Transformers

The Transformer stage manipulates the raw Pandas results data frame created by the Extractor stage. There are two different syntax available:

  • The stage can directly invoke functions defined on the data frame, see Pandas.DataFrameFunction.

  • The stage can invoke custom Transformer Classes, e.g., doespy.transformers.ConditionalTransformer.

Pandas DF Transformers

class Pandas.DataFrameFunction

Can directly call all functions defined on pandas data frames: https://pandas.pydata.org/docs/reference/frame.html The syntax is different from regular transformers, use df.* and replace * with the function name. The dictionary under df.* can be used to pass named arguments of the selected function.

Parameters:

**args – Pass argument ot the function selected with df.*

Example ETL Pipeline Design
 $ETL$:
     transformers:
         # remove all cols except
         - df.filter: {items: ["exp_name", "x", "y"]}
         # add column to df
         - df.eval: {expr: "color = 'black'"}

Conditional Replacement

pydantic model doespy.etl.steps.transformers.ConditionalTransformer[source]

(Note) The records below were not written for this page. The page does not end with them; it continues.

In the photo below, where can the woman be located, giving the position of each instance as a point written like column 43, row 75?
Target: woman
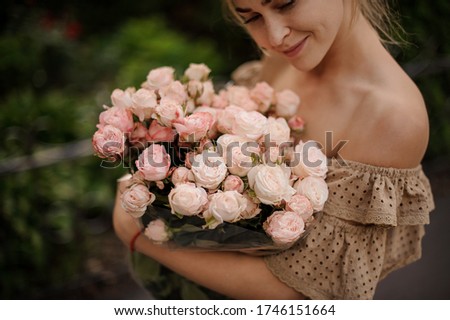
column 371, row 118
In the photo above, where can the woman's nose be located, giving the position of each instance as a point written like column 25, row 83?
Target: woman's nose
column 276, row 32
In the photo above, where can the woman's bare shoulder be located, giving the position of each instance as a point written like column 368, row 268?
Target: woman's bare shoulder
column 394, row 125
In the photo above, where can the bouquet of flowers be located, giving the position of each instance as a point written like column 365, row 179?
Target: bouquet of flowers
column 213, row 170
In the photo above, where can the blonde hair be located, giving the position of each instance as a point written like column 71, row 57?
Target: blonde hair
column 378, row 12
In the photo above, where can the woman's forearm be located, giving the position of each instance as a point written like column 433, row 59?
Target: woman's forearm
column 233, row 274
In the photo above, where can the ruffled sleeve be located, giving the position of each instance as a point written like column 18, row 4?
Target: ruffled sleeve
column 382, row 196
column 372, row 224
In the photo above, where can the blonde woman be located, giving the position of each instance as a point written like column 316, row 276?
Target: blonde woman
column 372, row 120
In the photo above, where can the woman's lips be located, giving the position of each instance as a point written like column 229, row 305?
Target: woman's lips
column 294, row 50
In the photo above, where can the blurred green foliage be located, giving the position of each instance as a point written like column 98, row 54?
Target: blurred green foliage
column 59, row 62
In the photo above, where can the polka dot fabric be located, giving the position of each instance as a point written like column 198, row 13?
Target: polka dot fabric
column 372, row 224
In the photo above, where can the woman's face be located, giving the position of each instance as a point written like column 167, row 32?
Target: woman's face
column 301, row 31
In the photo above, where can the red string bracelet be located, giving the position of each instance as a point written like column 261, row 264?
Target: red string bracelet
column 133, row 240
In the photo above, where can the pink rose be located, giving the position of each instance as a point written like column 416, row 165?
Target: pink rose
column 187, row 199
column 278, row 130
column 272, row 155
column 315, row 189
column 287, row 103
column 207, row 95
column 271, row 184
column 213, row 132
column 237, row 152
column 199, row 72
column 158, row 133
column 296, row 123
column 139, row 135
column 175, row 92
column 240, row 96
column 301, row 205
column 144, row 103
column 284, row 227
column 194, row 88
column 227, row 118
column 122, row 99
column 136, row 198
column 233, row 183
column 220, row 100
column 154, row 163
column 159, row 78
column 194, row 127
column 250, row 124
column 262, row 94
column 169, row 111
column 309, row 160
column 157, row 231
column 209, row 170
column 225, row 206
column 180, row 175
column 252, row 209
column 108, row 142
column 120, row 118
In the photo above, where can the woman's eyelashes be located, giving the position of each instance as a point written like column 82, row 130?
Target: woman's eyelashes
column 286, row 5
column 282, row 7
column 251, row 19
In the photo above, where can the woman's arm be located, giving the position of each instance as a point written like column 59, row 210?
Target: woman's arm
column 235, row 275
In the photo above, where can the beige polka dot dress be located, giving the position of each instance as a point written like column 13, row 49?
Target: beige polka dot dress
column 372, row 224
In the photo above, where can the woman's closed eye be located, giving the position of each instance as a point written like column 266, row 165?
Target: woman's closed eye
column 285, row 5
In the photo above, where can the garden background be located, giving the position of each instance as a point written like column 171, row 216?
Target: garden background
column 59, row 62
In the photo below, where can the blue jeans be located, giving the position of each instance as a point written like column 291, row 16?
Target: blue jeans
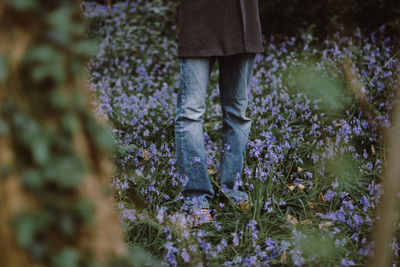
column 235, row 73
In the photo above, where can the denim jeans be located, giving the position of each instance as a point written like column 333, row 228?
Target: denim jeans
column 235, row 73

The ConditionalTransformer replaces the value in the dest column with a value from the value dict, if the value in the col column is equal to the key.

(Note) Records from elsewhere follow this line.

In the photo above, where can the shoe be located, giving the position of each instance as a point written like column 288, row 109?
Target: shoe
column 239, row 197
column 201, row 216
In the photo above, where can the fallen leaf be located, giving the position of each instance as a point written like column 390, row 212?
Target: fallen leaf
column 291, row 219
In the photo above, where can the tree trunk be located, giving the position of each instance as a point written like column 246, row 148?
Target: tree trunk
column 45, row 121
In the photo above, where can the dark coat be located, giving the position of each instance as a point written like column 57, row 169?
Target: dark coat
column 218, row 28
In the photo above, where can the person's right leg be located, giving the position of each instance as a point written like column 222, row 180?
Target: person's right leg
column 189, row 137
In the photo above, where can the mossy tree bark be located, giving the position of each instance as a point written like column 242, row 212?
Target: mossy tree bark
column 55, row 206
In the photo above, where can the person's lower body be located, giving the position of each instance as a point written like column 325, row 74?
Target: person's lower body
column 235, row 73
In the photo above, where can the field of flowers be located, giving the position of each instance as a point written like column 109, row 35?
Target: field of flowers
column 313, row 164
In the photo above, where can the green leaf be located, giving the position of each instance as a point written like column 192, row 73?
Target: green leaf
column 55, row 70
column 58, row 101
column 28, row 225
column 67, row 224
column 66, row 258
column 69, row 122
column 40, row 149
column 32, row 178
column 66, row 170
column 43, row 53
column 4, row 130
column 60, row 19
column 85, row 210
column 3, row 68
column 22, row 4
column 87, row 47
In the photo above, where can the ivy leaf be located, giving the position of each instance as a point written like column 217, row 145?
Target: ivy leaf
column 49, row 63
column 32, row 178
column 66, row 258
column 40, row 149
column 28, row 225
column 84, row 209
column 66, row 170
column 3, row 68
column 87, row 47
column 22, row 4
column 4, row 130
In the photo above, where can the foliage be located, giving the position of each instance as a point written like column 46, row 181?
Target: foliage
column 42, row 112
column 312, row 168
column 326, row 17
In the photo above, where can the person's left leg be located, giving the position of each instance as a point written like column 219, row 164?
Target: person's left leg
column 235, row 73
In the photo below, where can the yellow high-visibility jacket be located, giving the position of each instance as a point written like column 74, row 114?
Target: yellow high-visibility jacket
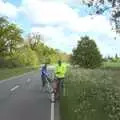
column 60, row 71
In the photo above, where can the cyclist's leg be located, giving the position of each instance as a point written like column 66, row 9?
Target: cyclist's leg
column 43, row 81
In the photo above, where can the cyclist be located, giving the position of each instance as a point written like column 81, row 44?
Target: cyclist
column 44, row 74
column 60, row 72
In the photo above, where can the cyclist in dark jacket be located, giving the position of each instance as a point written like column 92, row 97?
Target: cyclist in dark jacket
column 44, row 74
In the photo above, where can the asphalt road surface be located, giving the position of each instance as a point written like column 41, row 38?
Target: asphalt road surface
column 22, row 99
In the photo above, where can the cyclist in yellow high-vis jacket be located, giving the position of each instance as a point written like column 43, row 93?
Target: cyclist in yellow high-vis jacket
column 60, row 72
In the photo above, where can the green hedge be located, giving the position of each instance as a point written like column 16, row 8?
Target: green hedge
column 90, row 95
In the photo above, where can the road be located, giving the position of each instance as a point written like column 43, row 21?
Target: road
column 22, row 99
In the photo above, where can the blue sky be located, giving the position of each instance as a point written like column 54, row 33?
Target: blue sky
column 61, row 23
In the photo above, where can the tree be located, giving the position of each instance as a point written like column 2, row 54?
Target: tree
column 102, row 6
column 34, row 39
column 87, row 54
column 10, row 36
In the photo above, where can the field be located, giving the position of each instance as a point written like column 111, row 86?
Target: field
column 91, row 94
column 7, row 73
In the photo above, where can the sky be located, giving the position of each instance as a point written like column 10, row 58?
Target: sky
column 61, row 23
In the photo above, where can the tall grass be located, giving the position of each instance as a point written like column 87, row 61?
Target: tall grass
column 90, row 95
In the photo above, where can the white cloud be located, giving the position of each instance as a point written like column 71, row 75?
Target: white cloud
column 8, row 9
column 42, row 12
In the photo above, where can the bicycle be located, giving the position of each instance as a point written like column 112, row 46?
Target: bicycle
column 51, row 86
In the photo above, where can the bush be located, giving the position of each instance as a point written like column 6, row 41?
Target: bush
column 27, row 57
column 90, row 95
column 87, row 54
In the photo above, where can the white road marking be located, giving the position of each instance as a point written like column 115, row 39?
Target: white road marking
column 14, row 88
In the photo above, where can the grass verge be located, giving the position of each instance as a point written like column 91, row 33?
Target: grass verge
column 7, row 73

Example ETL Pipeline Design
 $ETL$:
     transformers:
       - name: ConditionalTransformer:
         col: Country
         dest: Code
         value:
             Switzerland: CH
             Germany: DE

Example

Country

Code

Germany

Switzerland

France

➡️

Country

Code

Germany

DE

Switzerland

CH

France

field col: str [Required]

Name of condition column in data frame.

field dest: str [Required]

Name of destination column in data frame.

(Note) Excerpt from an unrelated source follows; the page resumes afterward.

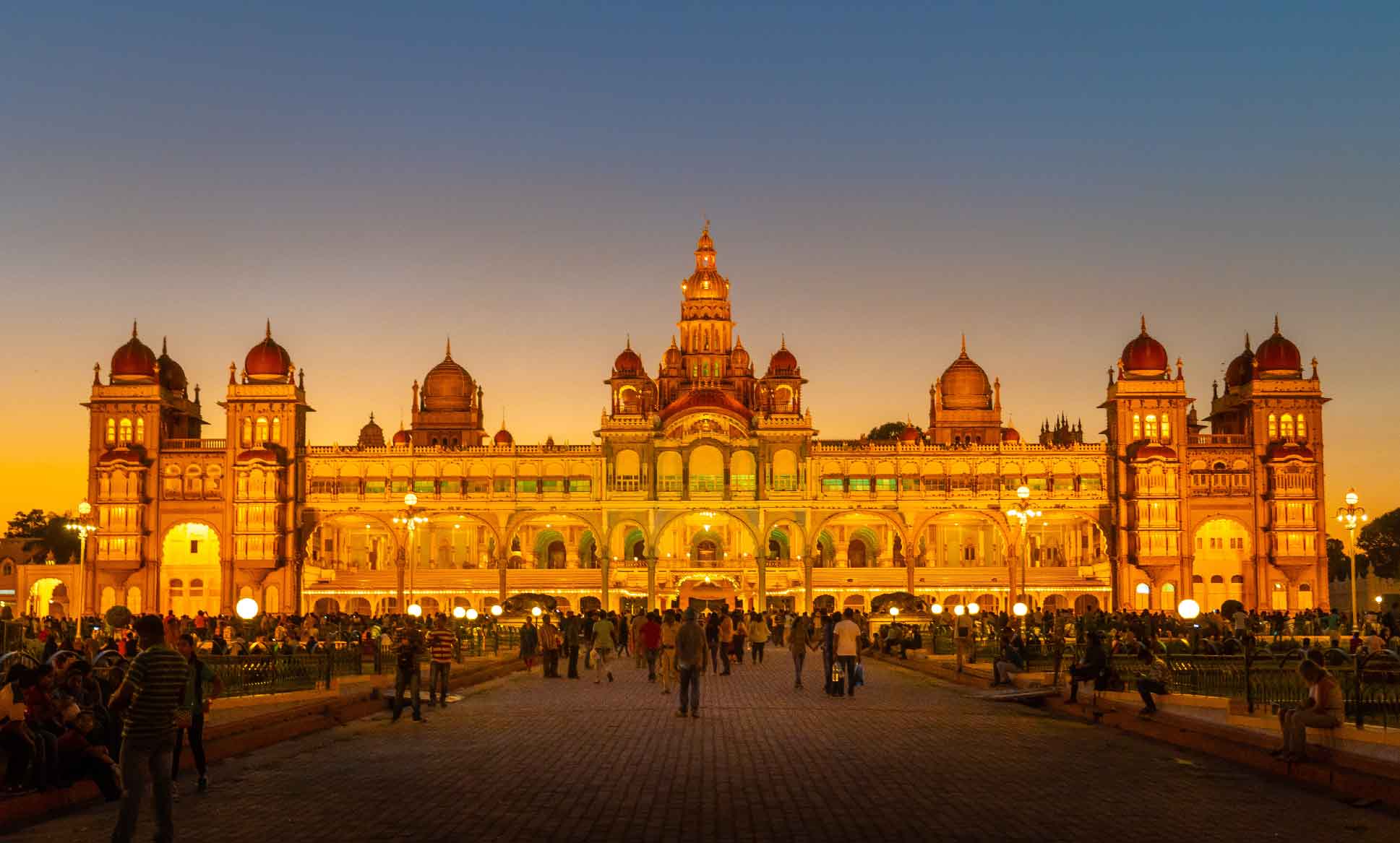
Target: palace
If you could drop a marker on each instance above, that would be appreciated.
(706, 482)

field value: Dict[Any, Any] [Required]

Dictionary of replacement rules: The dict key is the entry in the condition col and the value is the replacement used in the dest column.

Group By Aggregates

pydantic model doespy.etl.steps.transformers.GroupByAggTransformer[source]

The GroupByAggTransformer performs a group by followed by a set of aggregate functions applied to the data_columns.

Example ETL Pipeline Design
 $ETL$:
     transformers:
       - name: GroupByAggTransformer:
         groupby_columns: [Run, $FACTORS$]
         data_columns: [Lat]
         agg_functions: [mean]

Example

Run

Rep

$CMD$

Lat

0

0

xyz

0.1

0

1

xyz

0.3

1

0

xyz

0.5

1

1

xyz

0.5

➡️

Run

Lat_mean

0

0.2

1

0.5

field data_columns: List[str] [Required]

The columns that contain the data to aggregate, see agg_function.

field groupby_columns: List[str] [Required]

The columns to perform the group by. The list can contain the magic entry $FACTORS$ that expands to all factors of the experiment. e.g., [exp_name, host_type, host_idx, $FACTORS$] would perform a group by of each run.

field agg_functions: List[str] = ['mean', 'min', 'max', 'std', 'count']

List of aggregate function to apply on data_columns

field custom_tail_length: int = 5

“custom_tail” is a custom aggregation function that calculates the mean over the last custom_tail_length entries of a column.